Biomateriał implantacyjny nazywany też „sztuczną kością”, stworzony przez zespół, na czele którego stoi profesor Grażyna Ginalska, zapowiada rewolucję w chirurgii. Materiał nie wywołuje alergii i znakomicie zrasta się z prawdziwą kością. Ponadto daje nadzieję na przyspieszenie procesu skutecznego leczenia.
Postęp wymaga czasu. Profesor Grażyna Ginalska nie żałowała go na realizację swojego celu. Wieloletnie żmudne badania doprowadziły ją do stworzenia biomateriału posiadającego bardzo zbliżony skład chemiczny do naturalnej kości człowieka. Jak zaczęła się historia przełomowego wynalazku w dziedzinie chirurgii?
Z potrzeby
Wynalezienie „sztucznej kości” jest efektem zainteresowania Grażyny Ginalskiej sposobem zastosowania badań medycznych w praktyce i potrzeby, jaka pojawiła się w ortopedii. W jednym z wywiadów profesor wyjawiła, w jaki sposób doszło do rozpoczęcia prac nad „sztuczna kością” – (…) ortopedzi sami przyszli do mnie i powiedzieli, że potrzebują materiału, który byłby dla nich poręczny, takiego, który np. podczas wszczepiania im się nie przesuwa, nie przesypuje, jak to się działo w przypadku stosowanych wcześniej granulatów. (…) My wytworzyliśmy materiał zwarty, kompozytowy, bardziej przypominający naturalną strukturę kości [1].
Badania zespołu Grażyny Ginalskiej nad modyfikacją materiałów implantacyjnych rozpoczęły się w 2005 roku. W ich wyniku powstał biomateriał uzupełniający ubytki kostne. Dzięki swoim właściwościom znajduje szerokie zastosowanie w zakresie stomatologii implantacyjnej, ortopedii czy też w przypadku urazów powstałych w wyniku mechanicznego uszczerbku bądź chorób nowotworowych. Ze względu na jego plastyczność łatwo dostosowuje się do kształtu ubytku. Może być wykorzystywany jako nośnik leku, w tym antybiotyków, i bez ryzyka pozostawać w ciele człowieka do końca życia. To ogromny postęp w dziedzinie chirurgii, który warto upowszechnić z myślą o pacjentach.
Trudna komercjalizacja wynalazku
Biomateriał implantacyjny został już opatentowany – (…) mamy dwa patenty krajowe i jeden europejski [2]. Wydaje się, że w Polsce nie ma przedsiębiorstwa, które wytwarzałoby materiały kościozastępcze tego typu. Natomiast to, co różni wynalazek Grażyny Ginalskiej od alternatywnych materiałów produkowanych za granicą, to skład – W większości ich produktów [red. wytwarzanych przez zagraniczne firmy] obok fosforanu wapniowego są polimery białkowe (kolagen, fibryna) lub polimery syntetyczne. Nasz kompozyt nie ma białka, ale cukier. Dzięki temu to bezpieczniejszy materiał [3].

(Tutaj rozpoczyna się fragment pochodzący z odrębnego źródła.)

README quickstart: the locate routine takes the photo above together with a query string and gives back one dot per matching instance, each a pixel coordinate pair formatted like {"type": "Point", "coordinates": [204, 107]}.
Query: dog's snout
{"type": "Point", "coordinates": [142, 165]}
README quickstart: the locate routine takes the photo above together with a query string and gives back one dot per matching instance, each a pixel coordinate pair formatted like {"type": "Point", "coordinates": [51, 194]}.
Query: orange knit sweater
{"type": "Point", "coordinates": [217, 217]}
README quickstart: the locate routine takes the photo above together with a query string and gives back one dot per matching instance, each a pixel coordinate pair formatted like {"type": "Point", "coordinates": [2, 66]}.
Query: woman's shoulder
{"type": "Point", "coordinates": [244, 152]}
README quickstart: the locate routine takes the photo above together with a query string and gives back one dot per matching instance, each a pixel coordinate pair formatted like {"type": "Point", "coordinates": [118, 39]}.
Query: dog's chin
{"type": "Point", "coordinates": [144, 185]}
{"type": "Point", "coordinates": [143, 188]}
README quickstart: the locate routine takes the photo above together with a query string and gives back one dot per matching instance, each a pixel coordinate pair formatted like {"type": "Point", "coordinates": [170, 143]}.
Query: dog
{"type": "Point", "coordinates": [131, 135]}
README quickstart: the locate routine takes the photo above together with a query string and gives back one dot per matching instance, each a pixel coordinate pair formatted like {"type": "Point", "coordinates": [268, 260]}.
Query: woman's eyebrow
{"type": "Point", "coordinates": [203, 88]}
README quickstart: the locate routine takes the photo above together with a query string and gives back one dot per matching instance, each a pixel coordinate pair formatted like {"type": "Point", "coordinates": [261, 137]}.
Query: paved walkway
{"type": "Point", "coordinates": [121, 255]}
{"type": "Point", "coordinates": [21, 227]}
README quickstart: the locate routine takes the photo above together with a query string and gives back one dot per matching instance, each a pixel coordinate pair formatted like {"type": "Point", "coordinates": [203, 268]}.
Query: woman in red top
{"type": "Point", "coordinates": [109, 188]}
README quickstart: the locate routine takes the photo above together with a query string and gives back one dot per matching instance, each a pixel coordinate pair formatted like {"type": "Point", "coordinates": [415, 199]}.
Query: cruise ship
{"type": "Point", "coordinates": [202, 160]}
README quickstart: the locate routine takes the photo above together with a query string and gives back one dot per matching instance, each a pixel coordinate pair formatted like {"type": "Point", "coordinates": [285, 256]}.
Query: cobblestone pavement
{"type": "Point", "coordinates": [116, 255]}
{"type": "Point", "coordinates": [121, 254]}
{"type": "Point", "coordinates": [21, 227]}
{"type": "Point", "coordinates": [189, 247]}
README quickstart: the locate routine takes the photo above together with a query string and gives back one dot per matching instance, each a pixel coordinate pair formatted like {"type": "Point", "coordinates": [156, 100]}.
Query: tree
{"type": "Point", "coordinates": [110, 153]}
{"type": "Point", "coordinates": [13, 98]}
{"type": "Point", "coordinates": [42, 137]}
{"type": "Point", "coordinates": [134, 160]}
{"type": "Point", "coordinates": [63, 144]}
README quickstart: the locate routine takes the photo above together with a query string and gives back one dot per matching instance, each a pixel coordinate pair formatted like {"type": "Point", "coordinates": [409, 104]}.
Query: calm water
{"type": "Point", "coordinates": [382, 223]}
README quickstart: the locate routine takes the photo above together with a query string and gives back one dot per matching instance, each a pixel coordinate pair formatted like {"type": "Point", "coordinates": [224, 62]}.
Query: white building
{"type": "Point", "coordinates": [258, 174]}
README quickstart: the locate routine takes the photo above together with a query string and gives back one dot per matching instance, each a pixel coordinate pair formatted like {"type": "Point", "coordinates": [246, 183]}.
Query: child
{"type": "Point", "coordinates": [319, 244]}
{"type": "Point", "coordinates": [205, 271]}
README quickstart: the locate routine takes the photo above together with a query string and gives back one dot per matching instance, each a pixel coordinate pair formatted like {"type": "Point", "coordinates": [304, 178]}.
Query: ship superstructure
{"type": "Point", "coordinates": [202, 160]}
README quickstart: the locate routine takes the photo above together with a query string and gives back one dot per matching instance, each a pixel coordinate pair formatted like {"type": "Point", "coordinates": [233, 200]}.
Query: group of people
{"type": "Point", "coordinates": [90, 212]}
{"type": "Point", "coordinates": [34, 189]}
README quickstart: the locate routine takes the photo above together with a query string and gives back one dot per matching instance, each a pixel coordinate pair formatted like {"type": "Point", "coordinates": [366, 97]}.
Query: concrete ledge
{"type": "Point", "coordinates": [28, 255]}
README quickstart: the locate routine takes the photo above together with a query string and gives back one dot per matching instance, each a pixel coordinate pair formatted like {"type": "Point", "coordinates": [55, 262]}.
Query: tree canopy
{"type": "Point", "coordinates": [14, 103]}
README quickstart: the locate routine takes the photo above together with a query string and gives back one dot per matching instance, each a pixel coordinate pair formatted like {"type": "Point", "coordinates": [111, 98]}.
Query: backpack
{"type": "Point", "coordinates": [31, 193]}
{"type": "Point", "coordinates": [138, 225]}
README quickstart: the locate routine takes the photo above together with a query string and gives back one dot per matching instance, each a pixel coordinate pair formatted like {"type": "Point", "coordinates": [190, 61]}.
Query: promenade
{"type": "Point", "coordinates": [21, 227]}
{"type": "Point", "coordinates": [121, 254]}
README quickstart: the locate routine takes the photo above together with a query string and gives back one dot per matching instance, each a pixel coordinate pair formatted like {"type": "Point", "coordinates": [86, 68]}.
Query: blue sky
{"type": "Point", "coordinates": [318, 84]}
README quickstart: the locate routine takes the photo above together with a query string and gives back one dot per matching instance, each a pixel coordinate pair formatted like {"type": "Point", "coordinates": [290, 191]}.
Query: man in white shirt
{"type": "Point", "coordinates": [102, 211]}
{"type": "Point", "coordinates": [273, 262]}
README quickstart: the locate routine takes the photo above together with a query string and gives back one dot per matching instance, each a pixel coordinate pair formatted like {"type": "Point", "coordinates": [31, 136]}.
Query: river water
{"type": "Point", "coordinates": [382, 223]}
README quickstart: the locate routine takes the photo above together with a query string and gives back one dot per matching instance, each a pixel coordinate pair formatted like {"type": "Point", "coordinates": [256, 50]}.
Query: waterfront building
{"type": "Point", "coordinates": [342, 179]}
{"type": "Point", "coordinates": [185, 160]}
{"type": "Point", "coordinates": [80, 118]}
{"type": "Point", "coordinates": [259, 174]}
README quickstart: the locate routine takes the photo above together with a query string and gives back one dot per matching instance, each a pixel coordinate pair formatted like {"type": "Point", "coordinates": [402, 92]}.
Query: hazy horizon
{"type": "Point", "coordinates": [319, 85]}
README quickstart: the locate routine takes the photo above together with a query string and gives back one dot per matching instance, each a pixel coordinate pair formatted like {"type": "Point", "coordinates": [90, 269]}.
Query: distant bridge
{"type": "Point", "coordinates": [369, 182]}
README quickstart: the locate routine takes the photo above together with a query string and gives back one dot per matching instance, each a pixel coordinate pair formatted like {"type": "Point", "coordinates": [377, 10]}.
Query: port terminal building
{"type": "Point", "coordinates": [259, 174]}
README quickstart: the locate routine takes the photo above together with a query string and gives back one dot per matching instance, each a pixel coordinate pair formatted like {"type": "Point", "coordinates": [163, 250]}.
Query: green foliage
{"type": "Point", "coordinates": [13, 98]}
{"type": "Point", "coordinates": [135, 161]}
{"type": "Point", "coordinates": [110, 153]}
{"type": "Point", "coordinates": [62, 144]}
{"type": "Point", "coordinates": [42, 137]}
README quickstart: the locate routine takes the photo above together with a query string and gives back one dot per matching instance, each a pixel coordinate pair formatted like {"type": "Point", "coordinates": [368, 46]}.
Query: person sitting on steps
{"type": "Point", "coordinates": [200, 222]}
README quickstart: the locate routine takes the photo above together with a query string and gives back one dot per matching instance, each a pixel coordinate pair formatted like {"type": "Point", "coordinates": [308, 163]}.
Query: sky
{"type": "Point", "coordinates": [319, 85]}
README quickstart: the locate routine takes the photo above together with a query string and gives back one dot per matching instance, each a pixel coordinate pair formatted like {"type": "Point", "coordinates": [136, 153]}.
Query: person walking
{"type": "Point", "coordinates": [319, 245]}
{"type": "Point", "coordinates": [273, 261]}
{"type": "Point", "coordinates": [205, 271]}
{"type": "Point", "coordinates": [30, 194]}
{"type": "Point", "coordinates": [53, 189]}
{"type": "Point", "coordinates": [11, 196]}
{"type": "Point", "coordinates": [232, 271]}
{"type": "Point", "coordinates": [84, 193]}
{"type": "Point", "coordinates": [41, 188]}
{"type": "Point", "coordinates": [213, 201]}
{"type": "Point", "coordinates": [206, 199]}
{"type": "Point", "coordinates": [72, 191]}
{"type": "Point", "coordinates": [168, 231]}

Biokompozyt kościozastępczy opracowany przez prof. Ginalską i jej zespół występuje pod nazwą FlexiOss®. Właścicielem marki i wytwórcą produktu jest Medical Inventi S.A z siedzibą w Lublinie, która łączy środowisko nauki z prywatnym kapitałem.
Komercjalizacja wynalazku okazuje się trudnym procesem, ponieważ wymaga ogromnych nakładów finansowych oraz wypełnienia rygorystycznych wymogów dotyczących m.in. badań klinicznych, raportu z oceną badań klinicznych, pozyskania notyfikacji linii produkcyjnej itp. [4]. Pierwsze założenia dotyczące uruchomienia sprzedaży „sztucznej kości” w Polsce mówią o 2019 roku. Rok później produkt ma trafić na rynek austriacki, niemiecki i szwajcarski [5].
Wysyp nagród i wyróżnień
Profesor Grażyna Ginalska kieruje Katedrą Biochemii i Biotechnologii na Uniwersytecie Medycznym w Lublinie. Współpracuje nie tylko z krajowymi, ale również zagranicznymi zespołami badawczymi w zakresie opracowania materiałów wszczepiennych do zastosowania w ortopedii i chirurgii urazowej kości. Jest laureatką wielu nagród i wyróżnień polskich oraz zagranicznych. Otrzymała m.in. Nagrodę Światowej Organizacji Własności Intelektualnej (WIPO – OMPI), Nagrodę Grand Prix Europejskiej Izby Francuskich Wynalazców, złoty medal z wyróżnieniem Eureka 2013, nagrodę Ministra Nauki i Szkolnictwa Wyższego za wybitne osiągnięcia wynalazcze na arenie międzynarodowej czy prestiżową Prix Galien Polska 2016 [6].